Influential Persons and Organizations Urged to Push Vision 2030

Governor General, His Excellency the Most Hon. Professor Kenneth Hall, has called on influential persons and organizations in the island to join with the Planning Institute of Jamaica (PIOJ) in a mass effort to push Vision 2030.

His Excellency, who was speaking at the launch of Vision 2030 at the Jamaica Conference Centre earlier this week, called for a proactive approach to be taken to the sensitization of the public to the plan, in a way that will allow people to start integrating the objectives into their daily activities. He said that conveying the message could be one of the main challenges that affect the implementation of the plan.

While noting that it is not uncommon for plans of this nature to “remain unused and underutilized” after they are launched, Professor Hall called for “a concerted effort to be made on this occasion to incorporate all the agencies, organisations and persons that have an influence in changing opinions, to become involved and to adopt this plan as a normal part of their activities.”

“I sincerely believe that this plan should be regarded as a new phase of that commitment to establish Jamaica as viable, stable independent country with the capacity to provide for its population by playing a significant role in the global economy,” he opined.

The Governor General said he hoped that the plan will be made available to youth organizations “as they are the group that will be the beneficiaries and ultimately leaders with responsibility for Vision 2030. We need to nurture them and make this plan part of their development over the next 23 years.”

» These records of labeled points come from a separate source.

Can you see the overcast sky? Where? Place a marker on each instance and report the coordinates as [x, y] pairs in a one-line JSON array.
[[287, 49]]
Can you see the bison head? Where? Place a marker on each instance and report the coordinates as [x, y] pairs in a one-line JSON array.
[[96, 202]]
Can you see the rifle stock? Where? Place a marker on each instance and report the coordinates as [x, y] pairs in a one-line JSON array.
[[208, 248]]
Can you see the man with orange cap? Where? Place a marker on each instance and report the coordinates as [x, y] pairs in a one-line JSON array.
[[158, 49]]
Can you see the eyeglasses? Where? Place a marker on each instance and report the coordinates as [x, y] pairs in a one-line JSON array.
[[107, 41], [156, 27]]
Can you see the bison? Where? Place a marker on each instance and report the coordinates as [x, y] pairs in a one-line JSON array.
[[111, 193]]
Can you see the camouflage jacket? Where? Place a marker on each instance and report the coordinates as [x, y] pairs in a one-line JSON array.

Jamaica has embarked on the preparation of its first long-term strategic National Development Plan, called Vision 2030 Jamaica, which is intended to put the country on a path to achieving developed country status by the year 2030.

Leading up to March 2008, the PIOJ will launch a series of islandwide public consultations to engage stakeholders from all sectors of the society in discussion to develop a draft plan. Once completed, it will be tabled in the House of Parliament in April 2008, following which there will be further islandwide consultations, prior to finalization.

In order to achieve developed country status, Vision 2030 will give priority attention to key areas of national development such as human resources development, effective governance, environmental sustainability, gender, culture and values, health, infrastructure, international competitiveness, law and order, population, regional development, science, technology and innovation, and social protection.

The plan, which puts people at the centre of the transformation process, is based on a comprehensive vision to “make Jamaica the place of choice to live, work, raise families, and do business.”